Redação – O ex-presidente Jair Bolsonaro negou nesta sexta-feira (18) ter recebido dinheiro da venda do relógio Rolex presenteado pela Arábia Saudita. Também nesta sexta-feira, o advogado de Mauro Cid mudou de discurso. Agora, disse que o então ajudante de ordens de Bolsonaro só vendeu um relógio Rolex, e não um conjunto de joias.
Nas últimas 24 horas, esse caso ganhou versões contraditórias e um movimento importante do STF – Supremo Tribunal Federal nas investigações.
Alexandre de Moraes atendeu a um pedido da Polícia Federal e autorizou as quebras dos sigilos bancário e fiscal de Jair Bolsonaro, da ex-primeira-dama Michelle Bolsonaro, do ex-ajudante de ordens Mauro Cid, do pai dele, o general da reserva Mauro César Lourena Cid, do advogado Frederick Wassef e do segundo tenente Osmar Crivelatti, também ex-ajudante de ordens – atualmente um dos auxiliares pessoais escolhidos por Bolsonaro na cota a que ele tem direito como ex-presidente.
A PF disse ter indícios de que o grupo estaria envolvidos na venda ilegal no exterior de joias recebidas como presentes oficiais de governos estrangeiros e na tentativa de recompra delas quando o esquema começou a ser revelado.

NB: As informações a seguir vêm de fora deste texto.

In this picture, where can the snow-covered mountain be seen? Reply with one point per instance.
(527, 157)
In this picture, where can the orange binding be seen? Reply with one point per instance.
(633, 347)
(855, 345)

Entre as joias recompradas estão peças do chamado “kit ouro branco”: um anel, abotoaduras, um rosário islâmico e um relógio Rolex cravejado de diamantes, entregues a Bolsonaro em uma viagem oficial à Arábia Saudita em outubro de 2019.
A Polícia Federal quer traçar o rastro do dinheiro arrecadado com as joias e usado para recomprar parte delas. A PF vai analisar movimentações de Bolsonaro e aliados de 2019, início do governo dele, até agora. A Receita Federal deve enviar os dados nas próximas semanas.
Moraes autorizou ainda um pedido de cooperação internacional aos Estados Unidos. Isso para ter acesso aos dados bancários internacionais de Jair Bolsonaro, Mauro Cid e do pai dele. A PF já prepara esse pedido oficial.
O avanço das investigações da PF provocou uma guerra de versões entre os envolvidos. Na quinta-feira (17), o advogado Cezar Bittencourt, que defende Mauro Cid, afirmou que o ex-ajudante de ordens decidiu confessar a participação dele no esquema de venda e recompra ilegal das joias, e que ele agiu cumprindo ordens diretas de Bolsonaro, e entregou a Bolsonaro o dinheiro obtido com a negociação dos presentes. As informações foram publicadas pelo site da revista “Veja” e confirmadas pelo advogado ao Jornal Nacional.
Nesta sexta-feira (18), em entrevista ao jornal “Estado de S.Paulo”, Jair Bolsonaro falou sobre a entrevista de quinta do advogado de Mauro Cid.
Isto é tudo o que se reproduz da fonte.